Sunday’s inevitable press release from the office of the ACC commissioner should be interesting – and if this isn’t a good enough reason to make all decisions reviewable inside the last two minutes, I don’t know what is. There’s too much on the line in college football these days for games to end on horrible calls.
Houston security guards: shocking footage of hired security guards punching and body slamming fans who were trying to rush the field after the Cougars beat Temple for the American Athletic Conference championship emerged as Saturday afternoon became Saturday night. School officials are “disappointed.” They should be downright embarrassed, too. This was a case of security personnel going way over the line.
Florida’s offense: it was, in a word, woeful on Saturday. The 29-15 score line in the SEC Championship Game flattered the Gators, who were completely and horribly outclassed by Alabama in the Georgia Dome. This was men against boys. After gaining 83 yards in the first quarter, Florida managed three yards total in the second and third quarter, at 0.1 yards per play. Just shocking numbers.
QB Treon Harris was 9-24 for 165 yards, a touchdown and an interception, but 46 of those 165 yards came at the end, when he threw his only score – a junk-time effort in a game already well and truly gone, and Florida’s only offensive touchdown. As if that wasn’t enough, Harris ran eleven times for -4 yards. Nothing worked for Jim McElwain’s squad on Saturday. It was tough to watch.
Baylor: the Bears managed to lose to a pretty bad Texas squad 23-17, but that scarcely tells the story. Already down to their third stringer, Chris Johnson, Baylor was forced to activate the fourth quarterback on their depth chart after Johnson went off injured. The creatively-named Lynx Hawthorne couldn’t do enough to claw back a 20-point deficit, and with the home loss go Baylor’s Sugar Bowl chances. A once-promising season got worse and worse and worse following the Seth Russell injury against Iowa State.
Brigham Young: the Cougars lost long-time head coach Bronco Mendenhall to Virginia after the Bowl game. That’s a major loss for the school, and one that not many people – myself included – saw coming. And it gets worse: because of school policy that dictates any head football coach must be a member of the Church of Jesus Christ of Latter Day Saints, have about a three-man pool of coaching candidates to choose from.
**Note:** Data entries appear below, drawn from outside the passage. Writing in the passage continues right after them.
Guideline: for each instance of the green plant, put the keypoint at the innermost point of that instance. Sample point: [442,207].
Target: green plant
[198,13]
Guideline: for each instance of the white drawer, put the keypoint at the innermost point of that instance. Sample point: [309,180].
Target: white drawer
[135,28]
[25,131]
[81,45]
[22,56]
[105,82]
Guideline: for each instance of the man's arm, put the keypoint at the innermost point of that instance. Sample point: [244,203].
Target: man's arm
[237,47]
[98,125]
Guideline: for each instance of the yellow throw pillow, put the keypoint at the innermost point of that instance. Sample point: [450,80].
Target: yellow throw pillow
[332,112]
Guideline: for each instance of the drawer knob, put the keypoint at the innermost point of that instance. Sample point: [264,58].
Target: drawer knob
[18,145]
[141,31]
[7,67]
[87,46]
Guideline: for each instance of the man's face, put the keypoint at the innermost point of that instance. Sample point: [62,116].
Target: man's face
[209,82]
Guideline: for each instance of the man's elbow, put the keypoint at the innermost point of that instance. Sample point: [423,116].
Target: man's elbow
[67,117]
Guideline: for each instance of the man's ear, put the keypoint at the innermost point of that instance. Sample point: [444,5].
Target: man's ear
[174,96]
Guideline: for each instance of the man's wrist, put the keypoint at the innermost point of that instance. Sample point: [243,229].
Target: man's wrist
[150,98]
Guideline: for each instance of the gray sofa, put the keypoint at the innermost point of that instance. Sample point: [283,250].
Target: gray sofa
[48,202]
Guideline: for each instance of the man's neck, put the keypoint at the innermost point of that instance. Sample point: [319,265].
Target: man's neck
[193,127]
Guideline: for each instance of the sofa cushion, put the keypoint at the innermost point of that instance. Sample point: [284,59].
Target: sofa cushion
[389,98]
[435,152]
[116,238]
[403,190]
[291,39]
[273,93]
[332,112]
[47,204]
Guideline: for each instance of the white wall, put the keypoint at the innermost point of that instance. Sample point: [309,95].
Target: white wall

None of the names are particularly inspiring, either. It’s hard to get results with that sort of situation.
Southern California: the Trojans couldn’t stop Christian McCaffrey, and Christian McCaffrey, if not stopped, will destroy you. The Stanford running back had a hand in everything in the Pac-12 Championship Game – running, passing, returning punts and kick-offs – and no matter what USC defensive coordinator Justin Wilcox called, it was ineffective. There won’t be too many tears shed in Los Angeles if Wilcox is let go at season’s end.
Ohio State and Stanford: both schools needed wins by Florida and North Carolina on Saturday to have any hope of sneaking into the College Football Playoff bracket. Alas, it didn’t happen, and both schools will likely end up facing each other in the Rose Bowl Game in Pasadena, depending on whether Rose Bowl officials look past an Iowa squad that barely lost to Michigan State in the Big Ten Championship.